Чтобы закончить этот беглый обзор акта высказывания, надо еще упомянуть особый случай – предусмотренный Якобсоном для языка, в числе других языковых шифтеров, – когда субъект высказывания является и участником излагаемого процесса, когда протагонист акта высказывания является протагонистом самого высказывания (Теа), когда историк в момент события был его действующим лицом, а теперь становится его рассказчиком; так Ксенофонт сам участвовал в отступлении десяти тысяч, а потом уже сделался его историком. Самый прославленный пример такого сопряжения двух “я” – высказывающего и высказываемого – это, очевидно, местоимение “он” в записках Цезаря.
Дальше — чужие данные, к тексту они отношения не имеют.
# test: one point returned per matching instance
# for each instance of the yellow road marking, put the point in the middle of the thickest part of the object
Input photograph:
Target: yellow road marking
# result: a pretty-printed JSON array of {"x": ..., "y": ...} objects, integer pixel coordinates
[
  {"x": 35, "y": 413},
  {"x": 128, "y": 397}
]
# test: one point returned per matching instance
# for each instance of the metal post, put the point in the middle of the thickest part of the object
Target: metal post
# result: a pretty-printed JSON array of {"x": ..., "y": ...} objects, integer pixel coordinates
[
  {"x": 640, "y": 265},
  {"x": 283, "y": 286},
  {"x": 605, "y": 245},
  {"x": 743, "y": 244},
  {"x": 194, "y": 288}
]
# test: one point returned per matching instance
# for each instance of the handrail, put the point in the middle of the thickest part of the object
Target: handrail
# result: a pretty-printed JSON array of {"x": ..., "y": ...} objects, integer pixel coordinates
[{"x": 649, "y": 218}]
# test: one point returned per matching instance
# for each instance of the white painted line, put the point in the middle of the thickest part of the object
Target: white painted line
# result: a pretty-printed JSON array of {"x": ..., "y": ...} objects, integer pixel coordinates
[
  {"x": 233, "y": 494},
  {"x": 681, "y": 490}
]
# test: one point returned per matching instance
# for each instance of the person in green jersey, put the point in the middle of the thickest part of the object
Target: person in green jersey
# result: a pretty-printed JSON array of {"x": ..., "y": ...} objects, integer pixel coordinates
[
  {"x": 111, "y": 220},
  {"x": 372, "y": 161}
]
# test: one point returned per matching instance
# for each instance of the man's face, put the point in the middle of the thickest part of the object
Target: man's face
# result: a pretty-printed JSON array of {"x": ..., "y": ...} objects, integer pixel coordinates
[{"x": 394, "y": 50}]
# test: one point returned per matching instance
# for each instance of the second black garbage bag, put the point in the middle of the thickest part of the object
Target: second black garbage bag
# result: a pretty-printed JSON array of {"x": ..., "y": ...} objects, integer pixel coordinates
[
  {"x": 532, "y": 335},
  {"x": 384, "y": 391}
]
Это знаменитое “он” относится к уровню самого высказывания; когда же Цезарь явным образом становится субъектом акта высказывания, то он переходит на “мы” (“ut supra demonstravimus”)1. На первый взгляд, цезаревское “он” растворено среди прочих участников изла-

_____________________________________________
Как мы показали выше (лат,).- Прим. перев.

[432]

гаемого процесса, и в этом смысле его рассматривали как высший знак объективности; думается, однако, что у него есть формальное отличие от других; какое? дело в том, что его предикаты тщательно отбираются – цезаревское “он” служит опорой лишь для определенного рода синтагм, которые можно назвать синтагмами вождя (отдавать приказы, заседать, осматривать, осуществлять, поздравлять, объяснять, думать), фактически они весьма близки к перформативам, где речь совпадает с действием. Есть и другие примеры такого “он” – в прошлом действующего лица, а ныне повествователя (например, у Клаузевица); они показывают, что выбор не-личного местоимения служит здесь лишь риторической уловкой, а истинное положение субъекта высказывания раскрывается в выборе синтагм, которыми он обставляет свои прошлые поступки.

2. Уровень высказывания

Историческое высказывание должно члениться на единицы содержания, которые затем можно было бы классифицировать. Эти единицы содержания представляют собой то, о чем говорит история; это означаемые, то есть не чистый референт и не целостный дискурс; все вместе они представляют собой расчлененно-поименованный референт, уже постижимый для ума, но еще не подчиненный синтаксису. Здесь мы не станем углубленно описывать классы этих единиц – для такой работы время еще не пришло; ограничимся лишь кое-какими предварительными замечаниями.

Историческое высказывание, как и высказывание фразовое, содержит в себе “экзистенты” и “оккуренты” – существа, сущности и их предикаты. Но уже предварительное рассмотрение показывает, что и те и другие (по отдельности) можно свести в относительно закрытый, а значит поддающийся охвату перечень – в некоторую коллекцию, единицы которой в конечном счете повторяются, хоть и образуют, конечно, разнообразные сочетания; так, у Геродота экзистенты включает в себя династии, правителей, военачальников, воинов, народы и географические места, а оккуренты – такие действия, как разорять, порабощать, присоединять, совершать поход, царствовать, пользоваться военным приемом, обращаться к оракулу и т.д. Будучи (относительно) закрытыми, эти коллекции должны поддаваться определенным правилам субституции и трансформации, и

[433]

должна быть возможность их структурировать – разумеется, более или менее легко в зависимости от конкретного историка; например, все единицы геродотовской истории в общем и целом относятся к одному лексикону – лексикону войны; стоило бы поставить вопрос о том, следует ли ожидать более сложных сочетаний разных лексиконов у историков нового времени, или даже и в этом случае исторический дискурс в итоге основан на однозначной коллекции единиц (правильнее будет говорить именно о коллекции, а не о лексиконе, так как речь идет исключительно о плане содержания). Эту структуру, по-видимому, ощущал Макиавелли: в начале своей “Истории Флоренции” он предъявляет нам свою “коллекцию”, то есть список юридических, политических, этнических объектов, которые будут затем использоваться и комбинироваться в его повествовании.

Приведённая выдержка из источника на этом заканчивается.